The list continues, from a drug for diabetes from Smithkline Beecham, to a new drug for HIV from Glaxo Wellcome. Notable about this year's list is that it doesn't hold any (but for one older drug) "lifestyle drugs," or drugs that are meant to improve a person's lifestyle by remedying situations that don't necessarily harm one's health, such as male pattern baldness, for example. Lifestyle drugs will continue to be enormous sellers, of course, but after last year's surge of new entrants perhaps it'll be another year before we see more blockbusters in this arena.

No matter. All of the drugs expected to launch this year are very important.

As exciting as new drugs are -- and they're admittedly more exciting when they're about to hit the market! -- remember that Fools invest for the long term. Don't buy Pfizer or Merck this year merely because you hope that the companies' new drugs for arthritis will be approved with a splash. However, do always know what is in the pipeline for your favorite pharmaceutical or biotech company (or for ANY company that you invest in, for that matter! The future is always represented by the "pipeline" that constitutes a company's future products and offerings.)

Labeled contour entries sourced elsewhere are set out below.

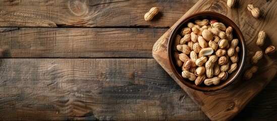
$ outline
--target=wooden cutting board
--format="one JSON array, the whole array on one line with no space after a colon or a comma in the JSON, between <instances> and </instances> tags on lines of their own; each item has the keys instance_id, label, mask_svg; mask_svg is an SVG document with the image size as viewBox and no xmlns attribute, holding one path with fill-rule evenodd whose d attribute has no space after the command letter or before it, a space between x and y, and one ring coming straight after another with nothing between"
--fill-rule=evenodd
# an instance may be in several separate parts
<instances>
[{"instance_id":1,"label":"wooden cutting board","mask_svg":"<svg viewBox=\"0 0 277 121\"><path fill-rule=\"evenodd\" d=\"M226 120L234 117L271 81L277 72L277 52L271 55L264 55L254 65L259 69L252 79L242 80L243 73L252 66L250 59L256 51L264 51L269 45L277 47L277 1L237 1L232 9L227 6L227 0L199 1L157 41L153 47L154 58L212 120ZM259 8L261 17L254 18L247 10L249 4ZM167 55L168 38L173 28L187 16L201 11L213 11L230 18L241 29L246 44L247 58L242 73L231 85L212 92L196 91L182 83L172 72ZM264 44L258 47L256 41L261 30L265 31L267 37Z\"/></svg>"}]
</instances>

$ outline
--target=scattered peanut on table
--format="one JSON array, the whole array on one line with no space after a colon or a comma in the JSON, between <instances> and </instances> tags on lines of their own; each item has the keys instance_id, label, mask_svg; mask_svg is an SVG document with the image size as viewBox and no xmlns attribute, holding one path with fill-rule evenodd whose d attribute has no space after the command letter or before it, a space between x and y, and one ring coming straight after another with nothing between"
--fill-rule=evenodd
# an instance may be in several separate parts
<instances>
[{"instance_id":1,"label":"scattered peanut on table","mask_svg":"<svg viewBox=\"0 0 277 121\"><path fill-rule=\"evenodd\" d=\"M255 8L253 5L248 5L247 9L251 12L252 15L254 17L257 18L260 17L260 10L258 8Z\"/></svg>"},{"instance_id":2,"label":"scattered peanut on table","mask_svg":"<svg viewBox=\"0 0 277 121\"><path fill-rule=\"evenodd\" d=\"M233 38L233 28L216 20L189 22L176 37L174 47L177 64L183 65L182 77L207 86L227 79L239 59L239 40Z\"/></svg>"}]
</instances>

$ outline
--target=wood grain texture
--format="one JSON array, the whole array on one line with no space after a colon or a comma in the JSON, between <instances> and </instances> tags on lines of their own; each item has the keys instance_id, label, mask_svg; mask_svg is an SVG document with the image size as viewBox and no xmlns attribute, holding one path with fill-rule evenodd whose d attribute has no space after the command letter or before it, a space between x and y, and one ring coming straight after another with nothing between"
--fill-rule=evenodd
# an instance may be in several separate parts
<instances>
[{"instance_id":1,"label":"wood grain texture","mask_svg":"<svg viewBox=\"0 0 277 121\"><path fill-rule=\"evenodd\" d=\"M152 58L167 29L0 28L2 57Z\"/></svg>"},{"instance_id":2,"label":"wood grain texture","mask_svg":"<svg viewBox=\"0 0 277 121\"><path fill-rule=\"evenodd\" d=\"M197 1L0 1L0 26L169 27ZM144 21L153 7L159 13Z\"/></svg>"},{"instance_id":3,"label":"wood grain texture","mask_svg":"<svg viewBox=\"0 0 277 121\"><path fill-rule=\"evenodd\" d=\"M277 46L277 9L275 1L239 1L234 9L228 8L225 1L201 1L186 13L155 43L153 56L164 70L200 106L212 120L230 120L237 114L246 104L262 90L276 76L277 57L264 55L256 65L259 70L253 79L242 81L242 74L228 87L213 92L202 92L189 88L178 80L169 66L167 47L168 37L176 24L187 16L199 11L213 11L225 15L232 20L241 29L247 49L247 60L244 72L251 65L250 58L258 50L264 50L269 45ZM256 19L247 10L248 4L260 8L261 17ZM264 45L261 48L256 45L258 33L265 30L267 35ZM276 119L275 118L275 119Z\"/></svg>"},{"instance_id":4,"label":"wood grain texture","mask_svg":"<svg viewBox=\"0 0 277 121\"><path fill-rule=\"evenodd\" d=\"M3 120L209 120L154 59L5 58ZM275 120L277 80L234 120Z\"/></svg>"},{"instance_id":5,"label":"wood grain texture","mask_svg":"<svg viewBox=\"0 0 277 121\"><path fill-rule=\"evenodd\" d=\"M153 58L5 58L7 120L208 120Z\"/></svg>"}]
</instances>

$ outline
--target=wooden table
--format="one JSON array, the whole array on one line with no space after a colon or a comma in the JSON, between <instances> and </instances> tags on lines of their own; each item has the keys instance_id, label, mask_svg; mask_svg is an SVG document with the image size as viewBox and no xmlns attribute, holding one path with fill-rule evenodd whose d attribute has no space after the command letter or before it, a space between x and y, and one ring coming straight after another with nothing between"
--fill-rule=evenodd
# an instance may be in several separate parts
<instances>
[{"instance_id":1,"label":"wooden table","mask_svg":"<svg viewBox=\"0 0 277 121\"><path fill-rule=\"evenodd\" d=\"M0 1L0 118L208 120L152 56L197 2ZM276 99L275 78L234 120L276 120Z\"/></svg>"}]
</instances>

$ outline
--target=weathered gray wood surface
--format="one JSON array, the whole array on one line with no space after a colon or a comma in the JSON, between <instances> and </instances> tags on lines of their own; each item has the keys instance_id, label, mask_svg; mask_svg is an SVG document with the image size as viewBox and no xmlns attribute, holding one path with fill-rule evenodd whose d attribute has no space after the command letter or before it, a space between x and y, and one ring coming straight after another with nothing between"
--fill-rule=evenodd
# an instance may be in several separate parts
<instances>
[{"instance_id":1,"label":"weathered gray wood surface","mask_svg":"<svg viewBox=\"0 0 277 121\"><path fill-rule=\"evenodd\" d=\"M5 58L4 120L208 120L153 58ZM277 116L277 80L235 120Z\"/></svg>"},{"instance_id":2,"label":"weathered gray wood surface","mask_svg":"<svg viewBox=\"0 0 277 121\"><path fill-rule=\"evenodd\" d=\"M0 119L208 120L151 55L197 1L0 0ZM275 78L234 120L275 120L276 99Z\"/></svg>"}]
</instances>

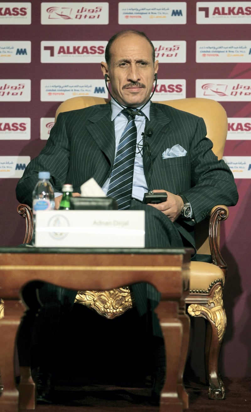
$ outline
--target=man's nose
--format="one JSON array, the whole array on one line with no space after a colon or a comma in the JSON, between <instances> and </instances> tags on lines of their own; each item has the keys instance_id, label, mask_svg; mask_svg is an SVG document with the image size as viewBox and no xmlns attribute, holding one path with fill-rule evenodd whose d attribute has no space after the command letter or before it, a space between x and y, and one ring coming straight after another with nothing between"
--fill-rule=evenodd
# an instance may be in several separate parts
<instances>
[{"instance_id":1,"label":"man's nose","mask_svg":"<svg viewBox=\"0 0 251 412\"><path fill-rule=\"evenodd\" d=\"M129 81L139 82L140 79L139 71L136 65L132 65L128 73L128 80Z\"/></svg>"}]
</instances>

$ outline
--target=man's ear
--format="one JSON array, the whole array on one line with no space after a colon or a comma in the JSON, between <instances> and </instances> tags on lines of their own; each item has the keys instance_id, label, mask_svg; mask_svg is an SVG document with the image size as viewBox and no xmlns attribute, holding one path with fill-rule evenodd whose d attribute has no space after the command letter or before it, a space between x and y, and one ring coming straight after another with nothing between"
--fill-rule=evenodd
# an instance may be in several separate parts
<instances>
[{"instance_id":1,"label":"man's ear","mask_svg":"<svg viewBox=\"0 0 251 412\"><path fill-rule=\"evenodd\" d=\"M108 74L108 66L107 63L105 63L104 61L101 62L101 70L102 70L103 75L105 78L105 80L106 82L109 82L110 79L109 78L109 75Z\"/></svg>"}]
</instances>

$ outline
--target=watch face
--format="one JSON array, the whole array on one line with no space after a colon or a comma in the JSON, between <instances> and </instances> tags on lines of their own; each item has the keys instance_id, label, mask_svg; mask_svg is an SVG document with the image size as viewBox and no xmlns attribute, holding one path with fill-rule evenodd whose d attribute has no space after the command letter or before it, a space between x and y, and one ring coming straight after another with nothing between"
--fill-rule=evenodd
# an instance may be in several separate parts
<instances>
[{"instance_id":1,"label":"watch face","mask_svg":"<svg viewBox=\"0 0 251 412\"><path fill-rule=\"evenodd\" d=\"M186 206L184 208L184 218L189 218L191 211L190 205Z\"/></svg>"}]
</instances>

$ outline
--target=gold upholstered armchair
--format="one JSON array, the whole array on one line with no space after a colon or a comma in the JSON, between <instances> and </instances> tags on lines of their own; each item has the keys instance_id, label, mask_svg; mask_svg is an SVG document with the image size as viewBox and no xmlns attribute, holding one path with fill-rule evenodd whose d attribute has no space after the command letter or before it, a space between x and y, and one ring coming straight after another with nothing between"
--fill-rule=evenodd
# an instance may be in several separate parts
<instances>
[{"instance_id":1,"label":"gold upholstered armchair","mask_svg":"<svg viewBox=\"0 0 251 412\"><path fill-rule=\"evenodd\" d=\"M78 97L66 100L58 109L55 118L61 112L81 109L96 104L106 104L101 98ZM207 136L213 143L213 150L221 159L226 138L227 119L226 112L218 102L208 99L190 98L160 102L203 117ZM30 241L33 231L32 211L26 205L18 207L18 213L25 220L24 243ZM206 321L205 346L205 373L210 398L222 399L225 389L219 376L218 361L226 324L222 292L227 274L227 266L219 248L219 223L226 219L228 211L223 205L216 206L210 216L195 226L198 253L207 255L211 263L192 262L190 293L186 299L189 314L202 317ZM129 290L120 288L112 290L79 291L76 302L88 306L112 319L122 314L133 304Z\"/></svg>"}]
</instances>

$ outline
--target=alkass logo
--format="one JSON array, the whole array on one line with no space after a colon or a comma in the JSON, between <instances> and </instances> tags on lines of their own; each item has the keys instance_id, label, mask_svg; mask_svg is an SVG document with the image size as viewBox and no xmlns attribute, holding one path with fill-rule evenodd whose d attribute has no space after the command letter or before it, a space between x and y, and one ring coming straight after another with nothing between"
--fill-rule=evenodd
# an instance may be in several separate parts
<instances>
[{"instance_id":1,"label":"alkass logo","mask_svg":"<svg viewBox=\"0 0 251 412\"><path fill-rule=\"evenodd\" d=\"M227 138L228 140L251 140L251 118L228 118Z\"/></svg>"},{"instance_id":2,"label":"alkass logo","mask_svg":"<svg viewBox=\"0 0 251 412\"><path fill-rule=\"evenodd\" d=\"M197 79L196 97L219 101L249 101L251 83L249 79Z\"/></svg>"},{"instance_id":3,"label":"alkass logo","mask_svg":"<svg viewBox=\"0 0 251 412\"><path fill-rule=\"evenodd\" d=\"M26 7L0 7L1 16L26 16L27 14Z\"/></svg>"},{"instance_id":4,"label":"alkass logo","mask_svg":"<svg viewBox=\"0 0 251 412\"><path fill-rule=\"evenodd\" d=\"M250 2L198 2L197 24L249 24L251 19Z\"/></svg>"},{"instance_id":5,"label":"alkass logo","mask_svg":"<svg viewBox=\"0 0 251 412\"><path fill-rule=\"evenodd\" d=\"M0 118L0 140L28 140L30 139L30 117Z\"/></svg>"},{"instance_id":6,"label":"alkass logo","mask_svg":"<svg viewBox=\"0 0 251 412\"><path fill-rule=\"evenodd\" d=\"M25 131L26 130L26 123L0 123L0 132L1 131Z\"/></svg>"},{"instance_id":7,"label":"alkass logo","mask_svg":"<svg viewBox=\"0 0 251 412\"><path fill-rule=\"evenodd\" d=\"M186 80L184 79L161 79L157 84L154 100L178 99L186 97ZM152 92L154 86L153 86Z\"/></svg>"},{"instance_id":8,"label":"alkass logo","mask_svg":"<svg viewBox=\"0 0 251 412\"><path fill-rule=\"evenodd\" d=\"M51 3L41 4L42 24L108 24L108 3Z\"/></svg>"},{"instance_id":9,"label":"alkass logo","mask_svg":"<svg viewBox=\"0 0 251 412\"><path fill-rule=\"evenodd\" d=\"M104 59L106 41L41 42L41 62L100 63Z\"/></svg>"},{"instance_id":10,"label":"alkass logo","mask_svg":"<svg viewBox=\"0 0 251 412\"><path fill-rule=\"evenodd\" d=\"M49 7L46 12L48 13L48 19L63 19L68 20L72 19L71 14L72 9L69 7Z\"/></svg>"},{"instance_id":11,"label":"alkass logo","mask_svg":"<svg viewBox=\"0 0 251 412\"><path fill-rule=\"evenodd\" d=\"M0 24L30 24L31 3L0 3Z\"/></svg>"}]
</instances>

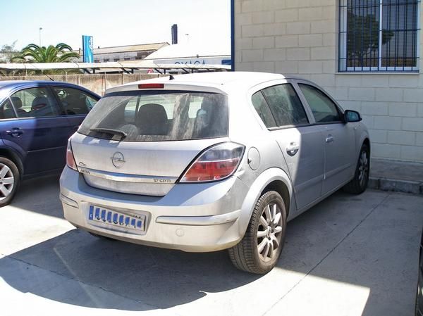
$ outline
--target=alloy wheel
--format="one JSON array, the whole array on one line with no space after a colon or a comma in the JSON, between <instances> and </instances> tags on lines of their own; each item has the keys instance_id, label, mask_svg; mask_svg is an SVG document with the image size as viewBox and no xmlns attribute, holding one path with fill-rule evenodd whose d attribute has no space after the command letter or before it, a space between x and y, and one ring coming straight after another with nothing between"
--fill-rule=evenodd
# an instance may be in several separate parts
<instances>
[{"instance_id":1,"label":"alloy wheel","mask_svg":"<svg viewBox=\"0 0 423 316\"><path fill-rule=\"evenodd\" d=\"M364 187L369 175L369 158L365 151L362 151L358 167L358 181L360 187Z\"/></svg>"},{"instance_id":2,"label":"alloy wheel","mask_svg":"<svg viewBox=\"0 0 423 316\"><path fill-rule=\"evenodd\" d=\"M260 259L268 262L278 255L282 238L282 214L275 203L262 211L257 229L257 251Z\"/></svg>"},{"instance_id":3,"label":"alloy wheel","mask_svg":"<svg viewBox=\"0 0 423 316\"><path fill-rule=\"evenodd\" d=\"M6 165L0 163L0 201L4 200L12 193L14 184L13 172Z\"/></svg>"}]
</instances>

To talk about pharmaceutical companies and their pipelines, visit each firm's respective message board on the Fool. The leading companies have a large following here and there are usually many fellow Fools who are willing to recite pipelines and the potential behind each drug company for you. (By the way, the Rule Maker Portfolio is overweighted in pharmaceuticals, owning both Schering-Plough and Pfizer.)

Until tomorrow (when we return to oil and gas), Fool on!